Bolsonaro da Shopee lança candidatura a federal por MT pelo Novo
Produtor rural Vilmar Rigo mira pautas do agro, municipalismo e agenda conservadora; PL havia anunciado a pré-candidatura, mas o registro saiu pelo Novo
O produtor rural Vilmar Rigo, conhecido como Bolsonaro da Shopee, oficializou a candidatura a deputado federal por Mato Grosso pelo Novo e disse que vai concentrar a campanha em pautas do agronegócio, municipalismo e agenda conservadora. O anúncio foi divulgado no sábado, 8, segundo o Correio Braziliense.
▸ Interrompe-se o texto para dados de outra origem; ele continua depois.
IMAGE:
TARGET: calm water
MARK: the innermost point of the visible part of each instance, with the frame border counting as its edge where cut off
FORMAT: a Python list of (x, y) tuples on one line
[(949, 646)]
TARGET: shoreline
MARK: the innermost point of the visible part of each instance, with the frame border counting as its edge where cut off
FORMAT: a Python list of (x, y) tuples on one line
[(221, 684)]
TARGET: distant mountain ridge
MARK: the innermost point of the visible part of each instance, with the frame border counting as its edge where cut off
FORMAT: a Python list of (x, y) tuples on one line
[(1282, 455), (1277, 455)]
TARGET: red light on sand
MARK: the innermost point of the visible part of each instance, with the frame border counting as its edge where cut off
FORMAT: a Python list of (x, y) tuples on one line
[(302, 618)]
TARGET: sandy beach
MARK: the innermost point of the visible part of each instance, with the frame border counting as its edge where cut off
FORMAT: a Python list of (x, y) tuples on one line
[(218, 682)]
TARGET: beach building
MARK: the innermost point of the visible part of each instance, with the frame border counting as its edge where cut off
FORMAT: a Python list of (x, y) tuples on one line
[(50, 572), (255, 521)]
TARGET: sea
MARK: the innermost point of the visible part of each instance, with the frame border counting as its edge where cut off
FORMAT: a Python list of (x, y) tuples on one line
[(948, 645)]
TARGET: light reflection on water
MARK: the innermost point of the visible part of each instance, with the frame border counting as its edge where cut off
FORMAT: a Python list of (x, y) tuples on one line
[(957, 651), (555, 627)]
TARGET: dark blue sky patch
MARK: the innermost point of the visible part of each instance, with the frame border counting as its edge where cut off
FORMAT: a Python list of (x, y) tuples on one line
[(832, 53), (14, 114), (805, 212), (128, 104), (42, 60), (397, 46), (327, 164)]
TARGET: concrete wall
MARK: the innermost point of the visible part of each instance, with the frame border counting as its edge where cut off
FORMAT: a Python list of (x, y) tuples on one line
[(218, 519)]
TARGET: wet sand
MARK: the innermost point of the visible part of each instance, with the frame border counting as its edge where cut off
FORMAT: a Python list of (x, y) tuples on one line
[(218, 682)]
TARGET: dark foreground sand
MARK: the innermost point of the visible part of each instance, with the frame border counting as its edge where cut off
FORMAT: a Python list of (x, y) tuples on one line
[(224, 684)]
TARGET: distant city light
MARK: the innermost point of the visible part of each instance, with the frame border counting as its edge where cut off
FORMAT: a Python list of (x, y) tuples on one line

O apelido vem da plataforma asiática de comércio eletrônico, em que Rigo ganhou notoriedade pela semelhança física com o ex-presidente Jair Bolsonaro. A imagem circulou em anúncios e vídeos e transformou o produtor em figura conhecida fora do estado antes de qualquer disputa eleitoral.
A legenda mudou no meio do caminho. O Partido Liberal (PL) de Mato Grosso havia anunciado a pré-candidatura de Rigo a deputado federal para 2026. O registro, porém, saiu pelo Novo, que homologou no último dia do prazo de convenções a chapa proporcional no estado, com nove nomes para a Câmara dos Deputados e 27 para a Assembleia Legislativa.
Os cinco eixos da candidatura
Rigo afirma que, se eleito, o mandato em Brasília se apoiará em cinco áreas: agronegócio e infraestrutura, segurança pública, educação e juventude, saúde e reforma do Judiciário.
Como produtor rural, ele aponta três gargalos de Mato Grosso: falta de capacidade de armazenagem, juros altos e entraves logísticos para escoar a produção.
"Mato Grosso produz muito, mas precisamos criar condições para que essa produção gere ainda mais riqueza aqui dentro. Temos que melhorar a logística, ampliar a capacidade de armazenagem e atrair indústrias para agregar valor ao que produzimos", disse Rigo ao Correio Braziliense.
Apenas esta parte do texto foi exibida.